A stablecoin is designed to maintain its value despite market volatility. Stablecoins are important for cryptocurrency traders. It allows traders to keep money in the cryptocurrency ecosystem while moving between trades, and also allows for a “safe haven” to park funds in the event of market downturn. This is a good concept for genuine investors who do not want to be affected by market volatility.
Users of Bitfinex were allowed to exchange freely fiat currency (e.g., US dollars, Euros, etc.) for virtual currency, and vice versa. This too is a good concept to be able to change funds under one roof. But the big mistake Bitfinex made was to put all the eggs in one basket. Bitfinex depended on third party processors for the deposits and withdrawals. But during 2017 and 2018, the banks were not willing to take on the activity of deposits and withdrawals in cryptocurrency as they considered it risky at that time.

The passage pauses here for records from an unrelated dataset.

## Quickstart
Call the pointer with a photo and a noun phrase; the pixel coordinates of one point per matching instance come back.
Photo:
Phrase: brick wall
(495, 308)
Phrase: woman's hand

In the early years Tether maintained banking relationship with Taiwanese banks with Wells Fargo acting as the correspondent bank. By March 2017, Wells Fargo declined to process any further US dollar wire transfers. At this time Tether had 51 million Tether in circulation. But the company continued to print coins at a rapid pace. By the end of May 2017, the amount of Tether had increased to 108 million.
Bitfinex relied on Crypto Capital Corp., a Panama-based institution, to process deposits and withdrawals for its users. At this point Bitfinex should have asked the question why was Crypto Capital able to covert the currencies freely while no one else could do it. Bitfinex should also have examined (due diligence) the financial standing of Crypto Capital. By May 2018, Crypto Capital held over $1 billion in funds from Bitfinex users. At least Bitfinex should have set a limit on the amount to be held by Crypto Capital. At that time Bitfinex’s turnover was around $1billion. In other words entire turnover was held by Crypto Capital.

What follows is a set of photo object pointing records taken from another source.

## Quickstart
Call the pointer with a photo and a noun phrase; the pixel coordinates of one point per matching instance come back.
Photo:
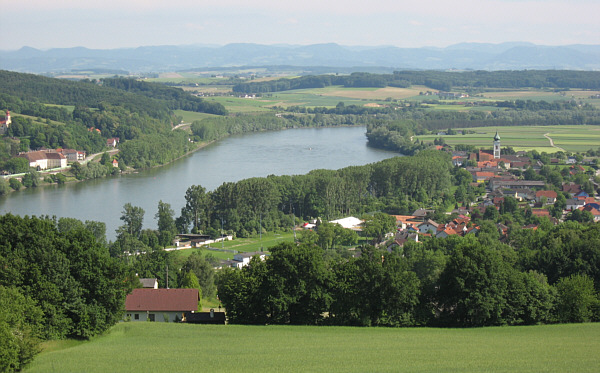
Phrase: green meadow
(569, 138)
(169, 347)
(243, 245)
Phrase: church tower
(496, 146)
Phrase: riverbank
(289, 152)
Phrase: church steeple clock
(496, 146)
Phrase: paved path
(552, 142)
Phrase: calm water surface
(288, 152)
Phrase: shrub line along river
(286, 152)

In 2017 Bitfinex represented to the NYAG that it held approximately $382 million of Tether’s funds at this point in what appeared to be, at best, a commingled bank account with a Puerto Rican bank. Tether accounted for these funds as receivables from Bitfinex. By this time rumors started circulating that Tether did not have sufficient reserves to back up the newly printed coins. In June 2017 Tether engaged Friedman LLP to do an independent verification that Tether has sufficient funds to back its currency in circulation.

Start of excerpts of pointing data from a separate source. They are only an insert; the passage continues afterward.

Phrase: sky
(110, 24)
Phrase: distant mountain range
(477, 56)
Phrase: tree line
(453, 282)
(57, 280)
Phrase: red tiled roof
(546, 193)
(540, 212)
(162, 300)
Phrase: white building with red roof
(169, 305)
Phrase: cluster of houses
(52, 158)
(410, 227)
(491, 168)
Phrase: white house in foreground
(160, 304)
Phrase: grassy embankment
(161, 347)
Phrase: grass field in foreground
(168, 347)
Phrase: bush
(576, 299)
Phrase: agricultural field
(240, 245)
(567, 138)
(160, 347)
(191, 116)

On the morning of September 15, 2017, Bitfinex transferred nearly $382 million from its own bank account, into an account in Tether’s name. Later that day, Friedman LLP verified that Tether had approximately $442 million in the bank. Friedman LLP did not investigate the money that was deposited on the very same day of its verification. Tether posted this misleading verification as a “Transparency Update” on its website.
In April 2018, reports began to surface that Crypto Capital was having regulatory issues and Poland was one of the first to freeze approximately $340 million in funds. After that other countries did the same. Crypto Capital assured Bitfinex that this was a temporary liquidity problem and that it would be sorted out soon and Bitfinex continued to trade with Crypto Capital. But Crypto Capital was in deep trouble.
In October 2019 U.S. Attorney’s Office of the Southern District of New York indicted Crypto Capital principal Oz Yosef on three criminal counts of conspiracy to commit bank fraud, bank fraud and conspiracy to operate an unlicensed money transmitting business. Crypto Capital’s funds were frozen. Of the funds seized from the banking solution platform, $880 million belonged to crypto exchange Bitfinex which maintained a relationship with the company. At the same time Crypto Capital president Ivan Manuel Molina Lee was extradited to Poland by Polish authorities on charges of money laundering. Lee is charged with laundering 1.5 billion zloty, or about $390 million.
Potential loss of hundreds of billions of dollars cries for some form of governmental or exchange regulations. Malta has become the first and only country to introduce an organized framework for cryptocurrency use. Three bills have been signed into law, and they are expected to change the way people see and use cryptocurrencies in the country. It would be a good idea for other countries follow the example of Malta.